Bosch J, Pizcueta P, Feu F, Fernández M, García-Pagán J C
Hepatic Hemodynamics Laboratory, Liver Unit, Hospital Clínic i Provincial, University of Barcelona, Spain.
Gastroenterol Clin North Am. 1992 Mar;21(1):1-14.
Portal hypertension is characterized by a pathologic increase in portal venous pressure that leads to the formation of an extensive network of portosystemic collaterals that divert a large fraction of portal blood to the systemic circulation, bypassing the liver. Experimental models have improved understanding of the pathophysiology of portal hypertension. It is now clear that an increased vascular resistance to portal blood flow is the initial factor responsible for the increase in portal pressure. This resistance is exerted along the hepatic and portal-collateral circulation and is in part modifiable by pharmacologic agents. In a latter stage, an increased portal venous blood inflow, promoted by splanchnic vasodilation, contributes to maintenance and aggravation of portal hypertension. Humoral vasodilatory agents play an important role in the splanchnic vasodilation. Several vasodilators are likely to be involved, including glucagon, prostacyclin, endotoxins, and nitric oxide. The splanchnic vasodilation is associated with a hyperkinetic systemic circulation, with reduced arterial pressure and peripheral resistance and increased cardiac output. The splanchnic circulation is probably the vascular territory in which the vasodilation is more pronounced. Therefore, splanchnic and systemic vasodilation probably share some pathophysiologic events. An expanded plasma volume is observed in all forms of portal hypertension. Expansion of plasma volume is due to renal sodium retention, which has been shown to precede the increase in cardiac output and can be prevented or reversed by sodium restriction and spironolactone. The expanded blood volume represents another mechanism that contributes to further increases in portal pressure.

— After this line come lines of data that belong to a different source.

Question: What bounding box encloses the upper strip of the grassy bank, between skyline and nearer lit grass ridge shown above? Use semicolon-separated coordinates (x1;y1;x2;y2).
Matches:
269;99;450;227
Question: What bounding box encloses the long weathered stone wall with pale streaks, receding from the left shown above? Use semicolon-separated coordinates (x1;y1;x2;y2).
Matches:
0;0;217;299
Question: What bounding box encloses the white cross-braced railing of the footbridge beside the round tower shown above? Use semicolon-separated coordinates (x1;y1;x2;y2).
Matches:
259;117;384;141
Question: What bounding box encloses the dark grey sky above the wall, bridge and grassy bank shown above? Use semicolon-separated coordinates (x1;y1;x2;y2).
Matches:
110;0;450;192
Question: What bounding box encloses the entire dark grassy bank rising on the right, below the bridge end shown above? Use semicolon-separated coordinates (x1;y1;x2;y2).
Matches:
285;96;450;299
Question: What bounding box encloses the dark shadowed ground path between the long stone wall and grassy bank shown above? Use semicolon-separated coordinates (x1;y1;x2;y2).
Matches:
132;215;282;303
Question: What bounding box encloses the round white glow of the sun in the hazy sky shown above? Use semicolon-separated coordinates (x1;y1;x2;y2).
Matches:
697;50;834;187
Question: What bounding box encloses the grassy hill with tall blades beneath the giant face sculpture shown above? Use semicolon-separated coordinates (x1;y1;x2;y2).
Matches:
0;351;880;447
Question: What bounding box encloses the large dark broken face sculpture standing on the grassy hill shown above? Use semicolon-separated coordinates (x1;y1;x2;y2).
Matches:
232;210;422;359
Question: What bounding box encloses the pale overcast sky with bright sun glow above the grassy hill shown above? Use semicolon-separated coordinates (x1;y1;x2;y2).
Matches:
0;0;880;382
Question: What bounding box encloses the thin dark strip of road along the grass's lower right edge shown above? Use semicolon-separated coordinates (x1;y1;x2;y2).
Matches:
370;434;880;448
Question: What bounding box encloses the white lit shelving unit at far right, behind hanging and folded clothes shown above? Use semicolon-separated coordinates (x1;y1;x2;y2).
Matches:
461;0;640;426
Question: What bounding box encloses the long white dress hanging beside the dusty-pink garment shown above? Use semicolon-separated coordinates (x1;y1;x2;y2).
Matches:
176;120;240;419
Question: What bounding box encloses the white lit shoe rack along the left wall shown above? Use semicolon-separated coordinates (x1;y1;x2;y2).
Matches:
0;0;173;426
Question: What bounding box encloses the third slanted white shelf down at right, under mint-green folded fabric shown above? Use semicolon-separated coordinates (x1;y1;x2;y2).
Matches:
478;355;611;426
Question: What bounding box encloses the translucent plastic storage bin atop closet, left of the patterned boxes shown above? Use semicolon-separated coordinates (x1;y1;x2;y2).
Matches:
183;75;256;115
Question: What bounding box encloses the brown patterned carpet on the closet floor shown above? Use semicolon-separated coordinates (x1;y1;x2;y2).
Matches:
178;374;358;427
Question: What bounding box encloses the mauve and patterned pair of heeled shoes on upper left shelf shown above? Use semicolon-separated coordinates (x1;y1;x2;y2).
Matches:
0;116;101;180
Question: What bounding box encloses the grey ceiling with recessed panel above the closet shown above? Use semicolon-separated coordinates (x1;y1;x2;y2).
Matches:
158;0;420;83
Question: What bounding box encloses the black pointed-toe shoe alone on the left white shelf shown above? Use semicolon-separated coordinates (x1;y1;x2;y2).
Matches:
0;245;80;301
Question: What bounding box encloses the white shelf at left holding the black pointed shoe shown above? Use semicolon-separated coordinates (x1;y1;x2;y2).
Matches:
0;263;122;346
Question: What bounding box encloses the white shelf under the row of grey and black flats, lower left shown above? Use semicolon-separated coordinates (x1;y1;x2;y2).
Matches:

门静脉高压症的特征是门静脉压力病理性升高,导致广泛的门体侧支循环网络形成,使大部分门静脉血绕过肝脏流入体循环。实验模型有助于加深对门静脉高压症病理生理学的理解。目前已经明确,门静脉血流阻力增加是门静脉压力升高的初始因素。这种阻力作用于肝循环和门静脉侧支循环,部分可通过药物调节。在后期,内脏血管扩张促进门静脉血流增加,导致门静脉高压持续存在并加重。体液血管扩张剂在内脏血管扩张中起重要作用。可能涉及多种血管扩张剂,包括胰高血糖素、前列环素、内毒素和一氧化氮。内脏血管扩张与高动力性体循环相关,表现为动脉压降低、外周阻力降低和心输出量增加。内脏循环可能是血管扩张最为明显的区域。因此,内脏和全身血管扩张可能有一些共同的病理生理过程。在所有类型的门静脉高压症中都观察到血浆容量增加。血浆容量增加是由于肾钠潴留,肾钠潴留先于心输出量增加,限制钠摄入和使用螺内酯可预防或逆转肾钠潴留。血容量增加是导致门静脉压力进一步升高的另一个机制。